Adding a custom sampler to databunch

florobax · June 27, 2019, 2:45pm

Hi!

I’m trying to use a custom weighted sampler for my classifier because of imbalanced data, is there any way to do that ? I thought about using **dl_kwargs when calling databunch() factory method, but as a matter of fact it has 2 problems:

shuffle is forced to True for train_dl and to False for other dataloaders, which prevents me from setting it manually to False for train_dl (can’t pass the argument twice)
I can’t pass a sampler that will only be used for train_dl as **dl_kwargs is passed to all dataloaders
I assume I’ll have to create the dataloaders myself and use the Databunch.__init__, but I wanted to be sure I didn’t miss something simpler before.

Thanks !

sgugger · June 27, 2019, 3:26pm

You can change any dataloader with the new method:

data.train_dl = data.train_dl.new(shuffle=False, sampler=my_sampler)

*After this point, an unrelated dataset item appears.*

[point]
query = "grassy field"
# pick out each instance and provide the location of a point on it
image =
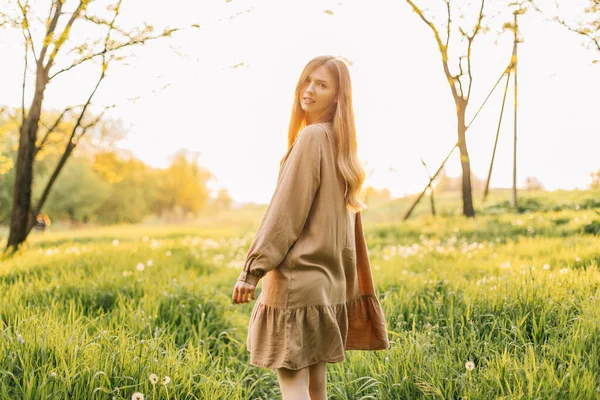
(505, 306)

florobax · June 28, 2019, 8:35am

oh perfect, thanks !

HHousen · December 17, 2019, 4:10pm

@sgugger I too am having this exact problem and I like this solution but I am not sure how I would give my data to the new dataloader. I need to get the PyTorch dataset from the Fasai datablock I believe.

data = (TabularList.from_df(df, path=path, cat_names=cat_vars, cont_names=cont_vars, procs=procs,)
        .split_by_idx(valid_idx)
        .label_from_df(cols=dep_var, label_cls=CategoryList)
        .databunch()
        )

I have tried removing the .databunch() from the above and then doing the following:

train_dataset = data.train
data = data.databunch()
data.train_dl = data.train_dl.new(train_dataset, shuffle=False, sampler=sampler)

but I get the following error:

TypeError                                 Traceback (most recent call last)
<ipython-input-24-1e5ac58e2822> in <module>
----> 1 data.train_dl = data.train_dl.new(train_dataset, shuffle=False, sampler=sampler)

TypeError: new() takes 1 positional argument but 2 were given

I also think it might be easier just to build the PyTorch datasets and dataloaders with PyTorch and then create a databunch from them. However, with this option I’m not sure how to create the initial PyTorch datasets since I can’t find how Fastai does it for tabular problems.

Thanks for the help.

@florobax How did you end up solving this?

florobax · December 17, 2019, 4:16pm

The method new doesn’t need a dataset to be specified. So You just need to do something like:

data = (TabularList.from_df(df, path=path, cat_names=cat_vars, cont_names=cont_vars, procs=procs,)
        .split_by_idx(valid_idx)
        .label_from_df(cols=dep_var, label_cls=CategoryList)
        .databunch()
        )
data.train_dl = data.train_dl.new(shuffle=False, sampler=sampler)

Fastai automatically creates a new dataloader that uses the same dataset but with the modified keyword arguments you pass.

HHousen · December 17, 2019, 4:26pm

Wow. Thanks for the fast reply. @florobax

If I try that I get this error when calling learn.fit_one_cycle():

AssertionError: Your training dataloader is empty, can't train a model.
        Use a smaller batch size (batch size=64 for 338562 elements).

Also, is there a way to get the PyTorch dataset since the sampler I want to use (https://github.com/ufoym/imbalanced-dataset-sampler) requires it: sampler=ImbalancedDatasetSampler(train_dataset)?

florobax · December 17, 2019, 4:34pm

Well I don’t know why it says your dataloader is empty, while it says at the same time that it has 338562 elements. Did you try a smaller batch size as it states ?
If you want to give it the dataset you can access it through data.train_ds.

HHousen · December 17, 2019, 5:13pm

Whoops. I had my sampler parameters messed up. Thanks for the help.